Skiing is fun. It's challenging. It's healthy. It builds confidence. It relieves frustration. It's an individual sport for the whole family to enjoy for a lifetime.
But before you plan that first ski trip, check your equipment. Bindings, skis, boots and poles should work properly. Over the summer bindings corrode, edges rust, the base dries out. Your bindings are the most important piece of equipment to inspect, and should be free of rust. All parts should move freely, and the bindings should be adjusted to your weight, height and ability.

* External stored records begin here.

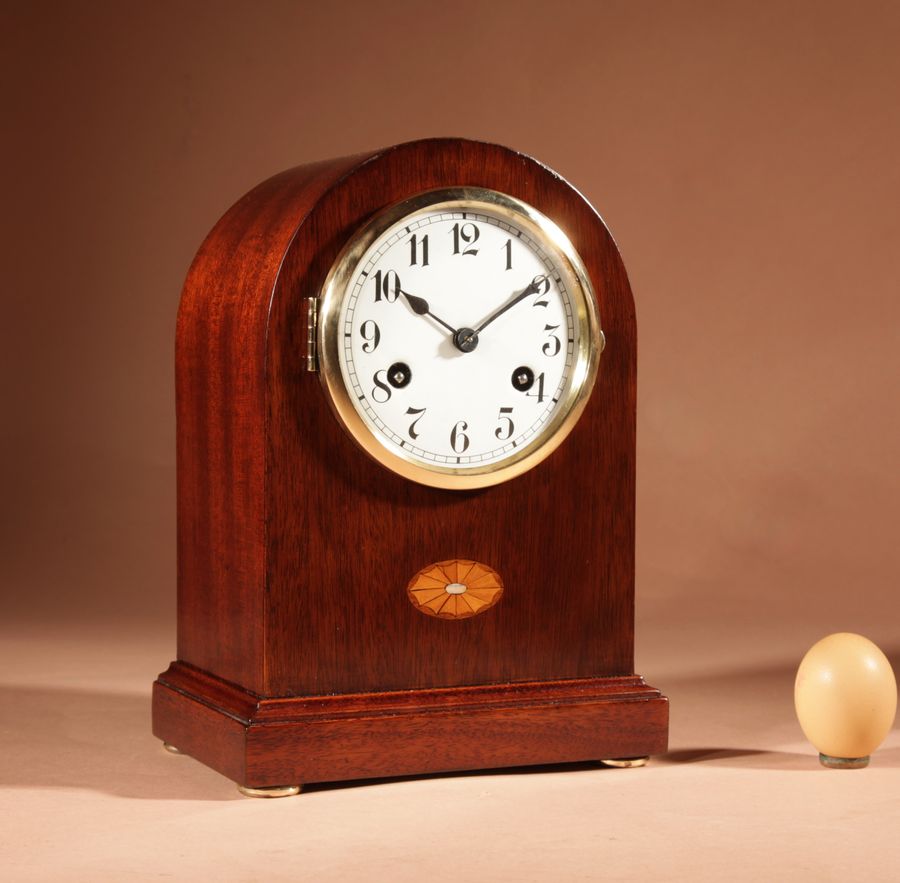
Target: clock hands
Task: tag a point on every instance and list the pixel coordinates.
(466, 339)
(532, 288)
(420, 307)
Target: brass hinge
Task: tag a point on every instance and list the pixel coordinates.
(312, 315)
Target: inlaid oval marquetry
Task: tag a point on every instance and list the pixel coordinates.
(455, 589)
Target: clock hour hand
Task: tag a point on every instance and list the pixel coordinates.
(420, 307)
(532, 288)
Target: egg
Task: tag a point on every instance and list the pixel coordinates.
(845, 695)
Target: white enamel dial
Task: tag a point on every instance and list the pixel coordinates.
(464, 332)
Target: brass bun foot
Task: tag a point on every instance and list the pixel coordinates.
(843, 763)
(626, 763)
(272, 791)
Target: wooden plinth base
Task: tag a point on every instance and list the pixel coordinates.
(260, 742)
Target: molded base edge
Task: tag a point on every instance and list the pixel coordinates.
(260, 742)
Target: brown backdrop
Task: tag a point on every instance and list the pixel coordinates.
(745, 156)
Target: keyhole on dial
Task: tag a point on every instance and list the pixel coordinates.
(399, 375)
(523, 379)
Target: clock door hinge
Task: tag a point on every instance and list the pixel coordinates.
(312, 316)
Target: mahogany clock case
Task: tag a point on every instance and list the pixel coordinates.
(300, 655)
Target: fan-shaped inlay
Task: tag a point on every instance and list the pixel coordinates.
(455, 589)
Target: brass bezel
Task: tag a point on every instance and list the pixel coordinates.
(581, 378)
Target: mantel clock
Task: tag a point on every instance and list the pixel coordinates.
(406, 452)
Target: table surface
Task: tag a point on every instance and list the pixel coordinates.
(89, 794)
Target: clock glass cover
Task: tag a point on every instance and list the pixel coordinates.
(459, 337)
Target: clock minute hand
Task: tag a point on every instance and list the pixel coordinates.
(530, 289)
(420, 307)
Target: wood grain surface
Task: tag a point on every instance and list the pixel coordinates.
(264, 742)
(295, 550)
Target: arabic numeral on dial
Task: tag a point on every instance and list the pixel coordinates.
(385, 390)
(542, 286)
(554, 344)
(537, 391)
(371, 334)
(465, 235)
(387, 284)
(503, 432)
(412, 426)
(418, 248)
(459, 441)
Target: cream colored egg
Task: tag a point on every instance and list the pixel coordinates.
(846, 697)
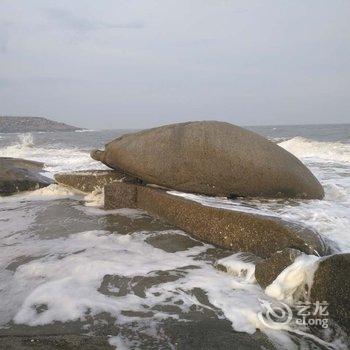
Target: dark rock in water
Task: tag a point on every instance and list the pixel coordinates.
(212, 158)
(90, 180)
(267, 270)
(332, 284)
(234, 230)
(18, 175)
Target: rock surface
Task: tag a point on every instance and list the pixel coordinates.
(90, 180)
(332, 284)
(234, 230)
(212, 158)
(18, 175)
(267, 270)
(30, 124)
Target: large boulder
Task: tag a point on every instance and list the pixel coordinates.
(332, 284)
(18, 175)
(212, 158)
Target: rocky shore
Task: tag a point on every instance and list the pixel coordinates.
(32, 124)
(188, 157)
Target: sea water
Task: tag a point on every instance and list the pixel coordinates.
(66, 264)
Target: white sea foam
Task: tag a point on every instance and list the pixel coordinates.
(48, 193)
(55, 159)
(289, 286)
(328, 151)
(66, 272)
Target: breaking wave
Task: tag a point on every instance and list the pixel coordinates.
(55, 159)
(329, 151)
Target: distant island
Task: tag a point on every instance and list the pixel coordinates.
(32, 124)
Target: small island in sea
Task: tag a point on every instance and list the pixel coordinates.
(9, 124)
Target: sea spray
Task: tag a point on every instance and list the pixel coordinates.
(294, 282)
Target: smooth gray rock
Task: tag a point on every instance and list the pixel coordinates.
(212, 158)
(18, 175)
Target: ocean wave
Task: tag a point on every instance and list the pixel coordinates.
(329, 151)
(55, 159)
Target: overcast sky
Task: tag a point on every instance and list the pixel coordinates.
(140, 63)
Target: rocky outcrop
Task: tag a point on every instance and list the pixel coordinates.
(32, 124)
(234, 230)
(211, 158)
(18, 175)
(267, 270)
(90, 180)
(332, 284)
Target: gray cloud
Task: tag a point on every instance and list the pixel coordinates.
(86, 62)
(76, 22)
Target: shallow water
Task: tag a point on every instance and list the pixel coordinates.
(68, 266)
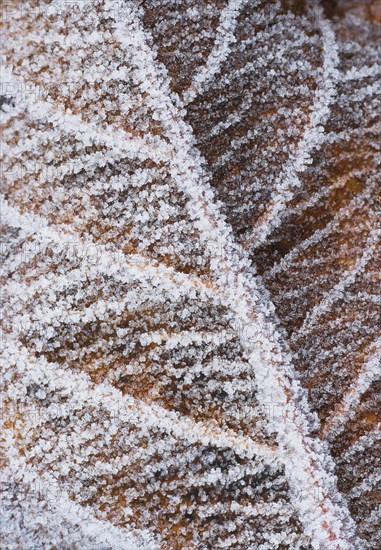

Check your skis to ensure gouges are filled, the base is flat, the edges are sharp and the bottoms are waxed. If you don't know how to adjust bindings or tune skis, someone at a ski shop will do them at a nominal fee.
Your boots should be comfortable and in working order. If you have any trouble spots or broken buckles, fix them now.
The problem area of poles is the baskets. If yours are broken or missing, replace them.
Now that your equipment is in shape, how about you? If you're sedentary, more than 10 pounds overweight or over 30, have a checkup before you begin your conditioning program.
Work out a minimum of three times a week. Include such strengthening exercises as neck twists, push-ups, sit-ups, ankle-lifts, knee-bends, wall-sits, etc. Increase your endurance by jogging, walking, jumping rope, bicycling, swimming -- exercises that increase your aerobic capacity. For flexibility, stretch before and after workouts.
If you have never skiied before, take lessons. Skiing looks easy, but it can be dangerous unless you know how to control your skis.